Doktrin seperti misalnya: sabda pandhita ratu, ratu gung binathara bau dhendha anyakrawati, Rajasanagara Sang Amurwabhumi) (Maharaja Negara Pemelihara Bumi) yang kemudian berlanjut pada gelar-gelar raja Mataram (Mentaram Islam): Pakubuwono, Hamengkubuwono, Sayidin panatagama khalifatullah serta konsep patrilineal, menunjukan bagaimana kekusaan seorang raja (pemimpin) bersifat mutlak dan tergugat. Dengan gelar-gelar kebesaran itu kekuasaan Raja-raja atau pemimpin Jawa tidak saja sebagai pusat kekuasaan sosial tetapi juga menjadi pusat kosmos atau semesta, bahkan menjadi wakil Tuhan di bumi. Raja sebagai Tuhan dan rakyat sebagai titah atau mahluk yang tergantung sepenuhnya pada tangan kekuasaan Raja.

Paham dan konsep kepemimpinan Jawa yang cenderung otoriter, patrilineal, dan feodal ini berhadapan dengan konsep dan pola kepemimpinan Melayu  yang lebih demokratis dan egaliter dimana raja bukan merupakan pusat kekuasaan apalagi pusat semesta. Hal ini diperlihatkan dalam Bulang Cahaya  ketika Raja Jaafar mengangkat Sultan Abdulrahmansyah sebagi Sultan. Faktor geneologi atau “trah” dan garis keturunan  raja tidak memiliki kebenaran yang mutlak tapi dapat juga dikritik atau dikontrol. Hal ini menunjukkan bahwa kebudayaan Melayu senantiasa bersifat lentur terhadap pengaruh budaya-budaya lainnya.

Dalam novel Bulang Cahaya juga terdapat dialog-dialog antar tokoh-tokohnya terkait dengan ketegangan suksesi pemerintahan, sengketa dan perselisihan kekuasaan dan martabat.. Namun nampak ditonjolkan bagaimana diaolog-dialog panjang terkait dengan musyawarah, kebijakan bersama, perundingan, dan dialog budaya dapat lebih efektif bagi perkembangan kekuasan, peradaban dan keseimbangan semesta daripada peperangan dan kekerasan yang hanya menyisakan kesewenangan dan penderitaan apapun motif dari peperangan itu.

Secara tersirat melalui novel tersebut pengarang dengan halus ‘menyindir’ dan mengritik (otokritik)  peradaban dan sejarah kekuasaan Melayu (juga daerah Nusantara lainnya)  yang penuh dengan penaklukan, peperangan dan kekerasan.
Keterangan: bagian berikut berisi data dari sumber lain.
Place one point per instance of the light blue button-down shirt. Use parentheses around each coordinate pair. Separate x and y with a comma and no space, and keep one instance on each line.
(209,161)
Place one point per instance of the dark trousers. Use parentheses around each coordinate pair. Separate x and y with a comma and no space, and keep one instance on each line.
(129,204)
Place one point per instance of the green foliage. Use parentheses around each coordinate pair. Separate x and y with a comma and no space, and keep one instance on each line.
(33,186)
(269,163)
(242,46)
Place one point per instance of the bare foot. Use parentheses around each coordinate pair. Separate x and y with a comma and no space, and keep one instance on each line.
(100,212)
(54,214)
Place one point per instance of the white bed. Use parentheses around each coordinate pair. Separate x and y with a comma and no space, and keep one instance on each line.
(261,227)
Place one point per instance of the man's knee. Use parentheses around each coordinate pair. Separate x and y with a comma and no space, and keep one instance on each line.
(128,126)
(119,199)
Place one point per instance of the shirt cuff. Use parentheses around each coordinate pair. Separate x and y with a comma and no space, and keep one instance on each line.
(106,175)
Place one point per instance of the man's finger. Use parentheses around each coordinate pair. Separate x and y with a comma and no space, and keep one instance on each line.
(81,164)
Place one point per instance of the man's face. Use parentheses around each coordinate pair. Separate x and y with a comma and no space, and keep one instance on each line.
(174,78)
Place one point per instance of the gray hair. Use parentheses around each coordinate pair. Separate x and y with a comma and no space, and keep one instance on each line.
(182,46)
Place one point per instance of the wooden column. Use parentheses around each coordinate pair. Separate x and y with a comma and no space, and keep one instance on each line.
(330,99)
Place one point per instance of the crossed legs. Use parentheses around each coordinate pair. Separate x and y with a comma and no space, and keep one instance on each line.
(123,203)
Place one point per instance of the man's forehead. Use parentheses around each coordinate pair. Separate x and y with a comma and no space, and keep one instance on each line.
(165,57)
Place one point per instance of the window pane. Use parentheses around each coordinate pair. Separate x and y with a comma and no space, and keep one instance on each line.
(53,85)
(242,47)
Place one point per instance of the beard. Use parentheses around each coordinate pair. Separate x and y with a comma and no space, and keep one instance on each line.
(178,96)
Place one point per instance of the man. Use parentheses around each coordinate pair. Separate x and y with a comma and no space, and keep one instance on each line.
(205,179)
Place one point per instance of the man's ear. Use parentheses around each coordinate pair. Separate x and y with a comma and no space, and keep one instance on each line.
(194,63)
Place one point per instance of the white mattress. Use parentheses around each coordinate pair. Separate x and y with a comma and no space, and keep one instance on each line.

Sejarah memang menunjukkan bahwa sejarah peradaban kerajaan-kerajaandi Nusantara tidak lepas dari peperangan, penindasan, dan penaklukan. Kerajaan Singasari di Jawa misalnya, kerajaan cikal-bakal Majapahit ini membangun imperium kekuasaannya lewat pertumpahan darah antara Tumapel, Singasari, dan Kediri. Kerajaan terbesar di Jawa bahkan Nusantara, Majapahit, lahir dari serangkaian pertumpahan darah yang dimulai dengan pengkhianatan Jayakatwang Raja Kediri yang menghancurkan Kartanegara, Raja terakhir dari Singasari, yang kemudian berbalas dengan tampilnya menantu Kartanegara yakni R. Wijaya yang ganti menaklukan Jayaktwang dan menghancurkan Kediri lalu mendirikan Majapahit. Majapahit kemudian menjadi besar dan menjelma imperium raksasa karena ekspansi Gajahmada  dengan kekuatan armada lautnya (Jaladry mantri) di bawah pimpinan laksamana laut Mpu Nala dan akhirnya Majapahit runtuh juga karena perang saudara (perang Paregreg) dan balas dendam Girindawardhana dari Kediri.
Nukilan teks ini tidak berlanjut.